En effet, la voyance consiste à remonter le cours de l'évacuation
naturelle de l'information vers la chose. Elle s'efforce de retrouver
la donnée principielle, décryptage possible puisque le messager en a
pris la copie.
L'être humain n'a pas la possibilité de s'expatrier de l'espace. Il ne
peut à aucun moment déserter la réalité.
Le voyant le plus lucide, l'initié le plus éthéré (si tant est que la
dissolution du manifeste soit une ambition initiatique) ne réussiront
jamais et ne tenteront surtout pas d'échapper à l'emprise du
manifeste. S'ils se différencient du commun des mortels, c'est par
l'application qu'ils font de la loi Dedans-Dehors, pour juger de ce
qui leur arrive. Ils distinguent entre les deux étapes consécutives
de la projection vers la stabilité. Prenant au sérieux la
concrétisation dernière, accessible à tout le monde, mais sachant
qu'elle a été poussée de l'avant par la phase précédente de la prise
de copie, ils cherchent à discerner les éléments informationnels
recueillis au cours de cet acte. Ils en recomposent l'image à partir
de l'événement extérieur. Au lieu d'accepter celui-ci comme une donnée
en soi à laquelle rien ne peut être changé, ils la reçoivent telle
qu'elle émet un message. Un événement est épais, opaque lorsqu'il est pris dans sa
lourdeur immédiate. Le simple fait de voir en lui un symbole l'allège.
Perdant un peu de sa corporéité, il devient transparent. Lui
assigner le sort d'un symbole revient à lui conférer la puissance d'une lampe qui éclaire ses arrières. La transcendance réside dans le
recul vers l'origine que l'événement subit ainsi. On ne saurait
l'oublier : la transcendance dont il est question ici n'échappe pas à
l'emprise du manifeste. Elle est toute relative et opère, en fait,
entre les deux instances de la concrétisation. L'instance faible
correspond à la prise de copie. L'instance forte est celle où la chose
s'extériorise définitivement .
En couche I, le retour vers la source s'opère en toute simplicité.
L'analyse va de l'événement déposé en instance forte vers le symbole
qu'il peut devenir. Transmué en symbole, il est replacé en instance
faible.
En couche II, la même opération de remontée vers l'origine se
complique. Il faut tenir compte de l'inversion apparue dans le cadre
de l'extériorisation forte. La rétractation au plan symbolique demande être accompagnée d'un renversement de polarisation.
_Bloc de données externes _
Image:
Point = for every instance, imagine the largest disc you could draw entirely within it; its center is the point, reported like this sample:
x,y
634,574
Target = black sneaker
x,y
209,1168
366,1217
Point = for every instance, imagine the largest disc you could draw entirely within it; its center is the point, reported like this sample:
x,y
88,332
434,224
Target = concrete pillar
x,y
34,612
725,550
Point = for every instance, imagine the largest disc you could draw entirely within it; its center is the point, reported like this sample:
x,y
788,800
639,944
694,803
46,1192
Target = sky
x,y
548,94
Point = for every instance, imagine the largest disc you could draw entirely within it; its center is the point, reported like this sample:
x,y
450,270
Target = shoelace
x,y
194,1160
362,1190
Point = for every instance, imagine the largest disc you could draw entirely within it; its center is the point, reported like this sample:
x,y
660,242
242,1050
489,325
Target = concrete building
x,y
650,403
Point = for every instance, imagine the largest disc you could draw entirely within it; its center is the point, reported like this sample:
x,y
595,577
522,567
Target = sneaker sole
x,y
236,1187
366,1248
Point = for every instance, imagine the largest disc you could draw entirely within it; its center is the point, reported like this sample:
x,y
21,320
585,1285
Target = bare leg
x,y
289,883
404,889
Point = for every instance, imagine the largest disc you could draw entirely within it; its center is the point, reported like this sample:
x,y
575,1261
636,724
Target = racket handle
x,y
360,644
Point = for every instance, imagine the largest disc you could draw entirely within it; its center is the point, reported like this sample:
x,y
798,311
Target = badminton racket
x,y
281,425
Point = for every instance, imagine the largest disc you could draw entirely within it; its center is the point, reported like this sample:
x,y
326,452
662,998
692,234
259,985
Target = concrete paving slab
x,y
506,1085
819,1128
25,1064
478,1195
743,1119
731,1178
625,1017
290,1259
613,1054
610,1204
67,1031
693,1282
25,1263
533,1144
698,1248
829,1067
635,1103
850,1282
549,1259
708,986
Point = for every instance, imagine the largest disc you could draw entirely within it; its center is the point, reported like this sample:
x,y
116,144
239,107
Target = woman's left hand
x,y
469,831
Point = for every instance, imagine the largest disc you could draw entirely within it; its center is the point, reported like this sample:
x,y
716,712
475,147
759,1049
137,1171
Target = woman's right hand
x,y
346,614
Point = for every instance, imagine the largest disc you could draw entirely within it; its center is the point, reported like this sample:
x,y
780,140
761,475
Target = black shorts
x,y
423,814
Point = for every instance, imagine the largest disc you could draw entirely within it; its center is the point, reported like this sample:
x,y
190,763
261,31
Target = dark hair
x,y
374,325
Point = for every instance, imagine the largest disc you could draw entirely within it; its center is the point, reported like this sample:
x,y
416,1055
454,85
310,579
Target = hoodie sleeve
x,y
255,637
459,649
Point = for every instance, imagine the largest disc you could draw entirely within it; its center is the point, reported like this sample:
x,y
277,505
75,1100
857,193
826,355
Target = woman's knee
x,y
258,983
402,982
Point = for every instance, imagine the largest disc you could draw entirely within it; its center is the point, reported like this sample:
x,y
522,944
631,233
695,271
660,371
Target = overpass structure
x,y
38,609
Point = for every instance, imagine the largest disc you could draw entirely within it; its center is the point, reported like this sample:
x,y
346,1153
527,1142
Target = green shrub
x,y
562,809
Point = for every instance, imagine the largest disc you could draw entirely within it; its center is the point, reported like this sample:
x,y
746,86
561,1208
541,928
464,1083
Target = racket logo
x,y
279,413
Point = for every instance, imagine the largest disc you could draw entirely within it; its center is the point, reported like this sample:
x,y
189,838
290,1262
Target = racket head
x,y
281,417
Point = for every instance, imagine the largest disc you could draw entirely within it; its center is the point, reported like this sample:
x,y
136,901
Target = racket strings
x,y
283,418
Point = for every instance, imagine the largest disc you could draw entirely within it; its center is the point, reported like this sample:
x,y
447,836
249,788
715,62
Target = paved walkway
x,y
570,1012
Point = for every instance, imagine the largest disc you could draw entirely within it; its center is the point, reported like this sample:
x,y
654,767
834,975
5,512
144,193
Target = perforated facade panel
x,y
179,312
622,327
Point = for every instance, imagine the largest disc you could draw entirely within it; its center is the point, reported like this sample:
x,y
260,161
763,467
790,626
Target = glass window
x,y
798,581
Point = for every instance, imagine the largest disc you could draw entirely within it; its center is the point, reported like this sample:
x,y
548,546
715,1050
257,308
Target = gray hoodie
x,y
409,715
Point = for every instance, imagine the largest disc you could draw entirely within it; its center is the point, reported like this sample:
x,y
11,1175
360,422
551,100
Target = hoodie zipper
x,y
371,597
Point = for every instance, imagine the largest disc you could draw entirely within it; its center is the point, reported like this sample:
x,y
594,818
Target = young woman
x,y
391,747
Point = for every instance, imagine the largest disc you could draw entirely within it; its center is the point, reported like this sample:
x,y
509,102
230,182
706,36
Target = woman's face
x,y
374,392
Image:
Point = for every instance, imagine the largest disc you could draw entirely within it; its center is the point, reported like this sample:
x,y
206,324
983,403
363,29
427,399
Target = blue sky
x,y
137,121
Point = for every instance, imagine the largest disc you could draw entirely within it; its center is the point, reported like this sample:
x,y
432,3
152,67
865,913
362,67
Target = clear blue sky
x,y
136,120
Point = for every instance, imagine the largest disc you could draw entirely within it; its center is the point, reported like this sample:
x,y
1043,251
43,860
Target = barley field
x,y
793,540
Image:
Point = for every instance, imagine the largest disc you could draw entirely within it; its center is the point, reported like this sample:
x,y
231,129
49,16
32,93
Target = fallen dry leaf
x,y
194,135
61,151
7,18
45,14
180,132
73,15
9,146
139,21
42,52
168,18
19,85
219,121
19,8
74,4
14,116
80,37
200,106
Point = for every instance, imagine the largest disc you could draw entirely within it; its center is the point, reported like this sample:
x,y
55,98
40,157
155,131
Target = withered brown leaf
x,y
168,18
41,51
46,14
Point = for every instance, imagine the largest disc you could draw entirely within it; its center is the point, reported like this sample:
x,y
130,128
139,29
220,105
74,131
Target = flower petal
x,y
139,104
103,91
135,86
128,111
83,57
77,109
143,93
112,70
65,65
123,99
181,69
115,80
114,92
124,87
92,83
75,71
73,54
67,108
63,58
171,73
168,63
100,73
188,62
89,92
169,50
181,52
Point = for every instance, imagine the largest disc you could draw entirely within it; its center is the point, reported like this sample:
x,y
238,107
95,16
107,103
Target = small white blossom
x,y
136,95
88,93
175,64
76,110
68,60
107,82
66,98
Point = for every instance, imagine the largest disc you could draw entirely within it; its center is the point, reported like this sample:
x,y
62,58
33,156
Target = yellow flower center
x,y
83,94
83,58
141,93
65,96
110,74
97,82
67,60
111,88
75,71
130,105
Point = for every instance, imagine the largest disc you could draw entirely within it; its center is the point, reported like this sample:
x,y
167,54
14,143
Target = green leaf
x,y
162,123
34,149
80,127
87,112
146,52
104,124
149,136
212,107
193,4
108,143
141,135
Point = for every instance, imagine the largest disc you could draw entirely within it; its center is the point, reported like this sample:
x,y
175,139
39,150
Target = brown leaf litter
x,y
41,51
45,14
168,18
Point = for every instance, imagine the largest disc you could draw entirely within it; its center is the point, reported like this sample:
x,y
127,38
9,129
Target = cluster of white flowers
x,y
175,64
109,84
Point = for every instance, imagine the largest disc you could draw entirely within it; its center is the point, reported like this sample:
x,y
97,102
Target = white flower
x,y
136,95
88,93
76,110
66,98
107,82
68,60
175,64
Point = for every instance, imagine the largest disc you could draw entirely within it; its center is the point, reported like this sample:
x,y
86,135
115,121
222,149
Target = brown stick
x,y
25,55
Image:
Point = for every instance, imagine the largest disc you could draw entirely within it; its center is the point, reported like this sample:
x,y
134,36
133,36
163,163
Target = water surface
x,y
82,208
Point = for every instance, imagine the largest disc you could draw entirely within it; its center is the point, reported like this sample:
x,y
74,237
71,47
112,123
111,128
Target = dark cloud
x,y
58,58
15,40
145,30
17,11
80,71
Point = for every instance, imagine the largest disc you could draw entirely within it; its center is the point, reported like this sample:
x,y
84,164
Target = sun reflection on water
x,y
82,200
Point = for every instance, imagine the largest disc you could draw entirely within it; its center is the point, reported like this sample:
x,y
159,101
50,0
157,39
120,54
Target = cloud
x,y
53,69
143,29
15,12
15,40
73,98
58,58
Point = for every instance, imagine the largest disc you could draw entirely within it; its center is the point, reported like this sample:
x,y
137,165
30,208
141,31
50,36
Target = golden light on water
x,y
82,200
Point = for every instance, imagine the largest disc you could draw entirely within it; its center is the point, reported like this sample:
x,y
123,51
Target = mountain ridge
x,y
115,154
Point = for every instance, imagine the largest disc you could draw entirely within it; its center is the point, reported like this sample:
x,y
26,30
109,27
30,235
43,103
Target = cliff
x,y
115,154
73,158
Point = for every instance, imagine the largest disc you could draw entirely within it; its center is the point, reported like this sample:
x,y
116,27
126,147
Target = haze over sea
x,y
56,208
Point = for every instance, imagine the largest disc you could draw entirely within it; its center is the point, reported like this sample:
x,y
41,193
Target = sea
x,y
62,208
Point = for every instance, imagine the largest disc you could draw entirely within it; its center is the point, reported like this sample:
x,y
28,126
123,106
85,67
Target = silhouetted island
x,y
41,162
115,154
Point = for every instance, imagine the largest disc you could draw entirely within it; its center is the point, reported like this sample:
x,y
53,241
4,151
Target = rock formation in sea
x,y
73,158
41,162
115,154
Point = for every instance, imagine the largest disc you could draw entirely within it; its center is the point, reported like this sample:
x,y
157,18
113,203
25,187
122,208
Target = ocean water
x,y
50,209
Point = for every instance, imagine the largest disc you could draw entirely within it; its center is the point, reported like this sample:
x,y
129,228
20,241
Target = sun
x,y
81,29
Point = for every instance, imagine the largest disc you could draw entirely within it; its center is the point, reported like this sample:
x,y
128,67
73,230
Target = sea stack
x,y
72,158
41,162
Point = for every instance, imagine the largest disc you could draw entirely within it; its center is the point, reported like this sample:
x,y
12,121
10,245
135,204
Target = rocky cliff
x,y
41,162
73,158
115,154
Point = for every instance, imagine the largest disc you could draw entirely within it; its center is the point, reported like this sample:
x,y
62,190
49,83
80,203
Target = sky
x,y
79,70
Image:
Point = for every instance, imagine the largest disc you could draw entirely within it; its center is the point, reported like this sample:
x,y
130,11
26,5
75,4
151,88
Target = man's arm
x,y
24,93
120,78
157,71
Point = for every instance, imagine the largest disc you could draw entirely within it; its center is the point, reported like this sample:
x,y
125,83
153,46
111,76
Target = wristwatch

Plus difficile à expliquer qu'à pratiquer. Quand on surveille sa
vie, en fonction de la loi Dedans-Dehors, on ne peut pas ne pas voir
défiler les six couleurs de la grille. Le passage de la couche I est
sensible au caractère d'unité qui accompagne le jaillissement de
l'information, mais aussi à la puissance avec laquelle cette dernière
s'instaure dans l'évidence. La liaison entre l'événement et le dire
est si forte qu'on n'entend pratiquement que le dire. Il vibre très
fort dans la chose. La sensibilité en perçoit immédiatement le
caractère fondateur. Après quoi,
la succession des six couches. On s'attend normalement à ce que se
produise l'effet duel. Pour peu qu'on le guette, on le voit surgir.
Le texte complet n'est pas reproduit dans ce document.